Contiguous gene syndrome due to a deletion of USH1C and ABCC8. (A) NGS indicated a homozygous deletion of USH1C exons 3–27 in two not knowingly related USH1 patients from Saudi Arabia, P96 and P97. (B) Array‐CGH revealed that the deletion also comprises the neighboring ABCC8 gene. Thus, the alteration corresponds to a contiguous gene syndrome previously described in the USH1C gene identification study (Bitner‐Glindzicz et al. 2000). The replication of this mutation in our study indicates that this is a founder mutation from the Arabian Peninsula.

Figure 4

High prevalence of USH2A nonsense mutation p.Trp3955* and drug‐mediated read‐through. (A) USH2A alleles: Proportion of missense and small in‐frame alterations, truncating point mutations (nonsense, small deletions, and duplications), and large CNVs affecting one or more exons. Two mutations, p.Trp3955* and c.2299delG, are predominant. (B) Scheme of PTC124‐induced translational read‐through of a nonsense mutation. In the wild‐type situation, translation of mRNA results in functional full‐length protein. Nonsense mutations introduce a premature termination codon (red X) on the mRNA level, resulting in a truncated non‐functional protein. Read‐through‐inducing drugs like Ataluren (PTC124) bind to the ribosomes and promote the incorporation of an amino acid at the position of a PTC, resulting in the expression of full‐length protein. (C) Indirect immunofluorescence analyses of PTC124‐induced translational read‐through in cells transfected with wild‐type (WT) and mutant (Trp3955*) constructs (indirect immunofluorescence, anti‐Flag antibodies). Flag‐tagged USH2A (green) was detected in USH2A‐WT cells but not in (C′) DMSO‐treated USH2A‐p.Trp3955* cells. (C``) Application of PTC124 recovered USH2A expression in p.Trp3955*‐transfected cells.
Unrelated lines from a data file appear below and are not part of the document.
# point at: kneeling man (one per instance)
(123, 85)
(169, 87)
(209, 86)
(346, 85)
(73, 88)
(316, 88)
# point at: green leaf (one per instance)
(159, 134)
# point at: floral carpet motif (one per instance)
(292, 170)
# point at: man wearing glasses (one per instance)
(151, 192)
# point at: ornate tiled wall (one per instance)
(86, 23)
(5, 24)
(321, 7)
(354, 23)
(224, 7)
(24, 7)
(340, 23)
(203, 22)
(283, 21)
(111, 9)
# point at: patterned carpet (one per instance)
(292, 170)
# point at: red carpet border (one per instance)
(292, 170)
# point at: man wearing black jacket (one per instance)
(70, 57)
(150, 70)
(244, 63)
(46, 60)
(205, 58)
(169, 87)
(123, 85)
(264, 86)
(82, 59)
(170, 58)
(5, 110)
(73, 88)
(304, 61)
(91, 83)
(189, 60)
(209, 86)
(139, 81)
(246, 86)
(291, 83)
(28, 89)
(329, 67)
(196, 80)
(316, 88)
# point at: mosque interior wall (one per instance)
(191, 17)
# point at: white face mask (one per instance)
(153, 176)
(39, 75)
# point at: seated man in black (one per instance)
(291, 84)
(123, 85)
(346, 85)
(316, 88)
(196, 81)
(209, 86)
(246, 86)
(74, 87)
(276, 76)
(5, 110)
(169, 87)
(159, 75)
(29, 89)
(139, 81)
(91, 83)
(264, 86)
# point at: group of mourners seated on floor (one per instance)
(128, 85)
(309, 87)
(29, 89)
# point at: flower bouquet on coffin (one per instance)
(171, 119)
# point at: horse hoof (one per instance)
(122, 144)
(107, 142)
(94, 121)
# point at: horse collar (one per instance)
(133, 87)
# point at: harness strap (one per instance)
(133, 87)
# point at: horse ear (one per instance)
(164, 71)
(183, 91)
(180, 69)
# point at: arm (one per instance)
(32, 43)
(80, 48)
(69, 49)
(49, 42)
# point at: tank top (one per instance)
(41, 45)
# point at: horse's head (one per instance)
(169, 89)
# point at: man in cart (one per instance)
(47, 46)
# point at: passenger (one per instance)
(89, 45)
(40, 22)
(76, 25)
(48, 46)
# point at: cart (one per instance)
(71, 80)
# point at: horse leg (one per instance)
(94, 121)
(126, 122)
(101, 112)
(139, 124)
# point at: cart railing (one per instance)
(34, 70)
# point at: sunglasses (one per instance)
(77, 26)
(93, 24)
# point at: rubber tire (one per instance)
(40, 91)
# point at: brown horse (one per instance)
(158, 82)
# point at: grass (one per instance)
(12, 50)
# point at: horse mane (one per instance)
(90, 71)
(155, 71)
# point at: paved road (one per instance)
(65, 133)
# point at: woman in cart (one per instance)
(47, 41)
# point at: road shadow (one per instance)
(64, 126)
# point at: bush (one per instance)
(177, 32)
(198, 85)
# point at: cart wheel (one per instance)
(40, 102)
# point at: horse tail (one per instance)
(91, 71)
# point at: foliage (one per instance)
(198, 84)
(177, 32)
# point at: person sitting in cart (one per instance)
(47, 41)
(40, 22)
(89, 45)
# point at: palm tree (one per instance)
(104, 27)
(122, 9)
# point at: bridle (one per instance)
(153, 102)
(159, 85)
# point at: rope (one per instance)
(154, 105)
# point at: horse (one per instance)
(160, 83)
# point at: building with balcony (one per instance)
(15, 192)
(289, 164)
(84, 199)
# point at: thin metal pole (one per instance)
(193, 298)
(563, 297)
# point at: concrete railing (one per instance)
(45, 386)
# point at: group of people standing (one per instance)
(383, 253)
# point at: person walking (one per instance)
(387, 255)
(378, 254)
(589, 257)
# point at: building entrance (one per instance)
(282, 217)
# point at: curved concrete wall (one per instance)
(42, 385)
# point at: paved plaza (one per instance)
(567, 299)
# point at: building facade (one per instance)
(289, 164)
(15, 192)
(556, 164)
Nuclei were stained with DAPI (blue). (D) Increase in USH2A‐Flag‐positive cells after application of PTC124 (quantification of five independent experiments. Error bars represent SD; *<0.05; magnification bar: 10 μm).

Figure 5

Double homozygosity for mutations in two genes associated with non‐syndromic disease simulates Usher syndrome in patient 93. (A) NGS indicated a homozygous deletion of the entire OTOA gene, the gene associated with recessive deafness DFNB22, in the patient. (B) This was confirmed by array‐CGH analysis. (C) Targeted analysis revealed a homozygous missense mutation of NR2E3. (D) Pedigree of the patient's consanguineous family summarizing the genetic findings.

Figure 6

Biallelic PEX26 mutations cause deaf‐blindness with enamel dysplasia (Heimler syndrome). (A) Pedigrees of the two patients with PEX26 mutations. (B) Scheme of the PEX26 gene and localization of mutations. (C) Partial alignment of PEX26/Pex26 peptide sequences from various species, indicating high evolutionary conservation of the mutated residues. (D) Severe enamel dysplasia of permanent teeth of patient 135 at 11⁷/₁₂ years of age. (E) X‐ray of patient 135 showing preeruptive crown resorption in the upper left first molar (red arrow) and a local enlargement of the gingival tissue (blue line) at 13¹⁰/₁₂ years of age.